- Kankroli (Rajsamand) Location in Rajasthan, India Kankroli (Rajsamand) Kankroli (Rajsamand) (India)
- Coordinates: 25°04′00″N 73°53′00″E﻿ / ﻿25.0667°N 73.8833°E
- Country: India
- State: Rajasthan
- District: Rajsamand
- Founder: Maharana Raj Singh
- Elevation: 546 m (1,791 ft)

Population
- • Total: 67,798

Languages
- • Official: Mewari, Hindi
- Time zone: UTC+5:30 (IST)
- Postal code: 313324
- Lok Sabha constituency: Rajsamand (Lok Sabha constituency)

= Kankroli =

City in Rajasthan, India

Kankroli is a twin City with Rajnagar, located in the district of Rajsamand in Rajasthan, India. It is located about 42 mi north of Udaipur and forms a twin town with Rajsamand. Rajsamand is famous for Rajsamand lake built by Maharaja Raj Singh - I. Along the Rajsamand lake is the Kankroli town. It is known for its beautiful Dwarkadhish Ji Temple devoted to Lord Krishna.

==History==
Kankroli was an Jagir in the erstwhile Mewar state, consisting of 21 villages, granted to Gosain of the Dwarkadhish ji Temple as free grant.

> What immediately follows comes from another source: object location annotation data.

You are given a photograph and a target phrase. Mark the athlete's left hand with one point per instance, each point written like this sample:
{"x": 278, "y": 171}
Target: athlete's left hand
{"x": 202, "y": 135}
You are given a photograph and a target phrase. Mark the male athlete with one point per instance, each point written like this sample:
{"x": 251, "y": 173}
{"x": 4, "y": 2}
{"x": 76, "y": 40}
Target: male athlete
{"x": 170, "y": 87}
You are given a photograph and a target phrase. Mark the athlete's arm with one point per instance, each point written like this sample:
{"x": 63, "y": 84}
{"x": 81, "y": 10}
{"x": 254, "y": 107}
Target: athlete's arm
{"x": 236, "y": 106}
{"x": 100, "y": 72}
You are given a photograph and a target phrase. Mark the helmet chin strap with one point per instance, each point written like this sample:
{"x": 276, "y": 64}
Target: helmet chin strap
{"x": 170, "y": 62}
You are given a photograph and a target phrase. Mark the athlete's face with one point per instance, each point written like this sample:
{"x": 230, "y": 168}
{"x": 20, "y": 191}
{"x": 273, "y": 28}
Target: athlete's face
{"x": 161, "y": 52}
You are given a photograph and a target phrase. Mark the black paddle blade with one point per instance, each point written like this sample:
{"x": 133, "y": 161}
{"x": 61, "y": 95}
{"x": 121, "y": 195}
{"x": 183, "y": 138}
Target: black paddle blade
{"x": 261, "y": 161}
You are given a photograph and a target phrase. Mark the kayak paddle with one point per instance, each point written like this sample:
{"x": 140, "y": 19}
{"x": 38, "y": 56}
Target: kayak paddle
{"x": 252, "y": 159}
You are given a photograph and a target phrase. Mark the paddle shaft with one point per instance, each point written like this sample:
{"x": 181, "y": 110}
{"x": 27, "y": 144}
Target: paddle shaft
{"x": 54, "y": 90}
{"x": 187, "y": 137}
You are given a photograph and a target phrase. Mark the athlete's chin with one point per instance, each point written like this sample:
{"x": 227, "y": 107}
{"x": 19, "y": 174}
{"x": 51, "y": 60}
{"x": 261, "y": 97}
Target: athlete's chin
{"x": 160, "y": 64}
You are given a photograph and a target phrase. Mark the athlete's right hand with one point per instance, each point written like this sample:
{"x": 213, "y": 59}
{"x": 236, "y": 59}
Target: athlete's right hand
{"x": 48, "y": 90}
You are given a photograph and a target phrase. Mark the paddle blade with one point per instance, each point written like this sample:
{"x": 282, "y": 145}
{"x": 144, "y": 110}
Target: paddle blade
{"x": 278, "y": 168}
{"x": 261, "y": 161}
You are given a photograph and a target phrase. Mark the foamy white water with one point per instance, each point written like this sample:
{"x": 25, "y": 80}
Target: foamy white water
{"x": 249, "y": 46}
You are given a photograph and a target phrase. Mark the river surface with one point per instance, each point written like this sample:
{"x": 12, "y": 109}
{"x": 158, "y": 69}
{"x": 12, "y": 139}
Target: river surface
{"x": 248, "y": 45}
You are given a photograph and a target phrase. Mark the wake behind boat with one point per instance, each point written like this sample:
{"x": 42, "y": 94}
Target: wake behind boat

Dwarkadhish ji temple is 3rd peeth of Shuddhadvaita pushtimarg found by Jagadguru Vallabhcharyaji. Dwarkadhish ji was brought to Mewar in 1669 AD by descendants of Vallabhcharya and in 1671 AD village of Asotiya was granted to construct temple for Dwarkadhish ji. After construction of Rajsamand was completed in 1676 AD, Dwarkadhish ji Temple was shifted to its current location. Dwarkadheesh ji Temple is Third Peeth of Vallabh Sampraday.

==Demographics==
As per Census India 2011, the Rajnagar Nagar Parishad has a population of 67798 in 2011.

==Civic administration==
Rajsamand municipal board was created in 1956, which was promoted to Rajsamand Nagar Parishad in 2012.

==Transportation==
The town lies on NH-48 (old NH-8) Udaipur-Ajmer. Kankroli is a railway station on the meter gauge route between Mavali-Marwar Junction.

==Economy==
Kankroli is famous for the JK Tyre plant, which is one of the leading Tyre Manufacturers in India. A whole village is named after it known as JayKay Gram.
The city is emerging as an administrative co-industrial center, with increasing businesses related to building materials and marble.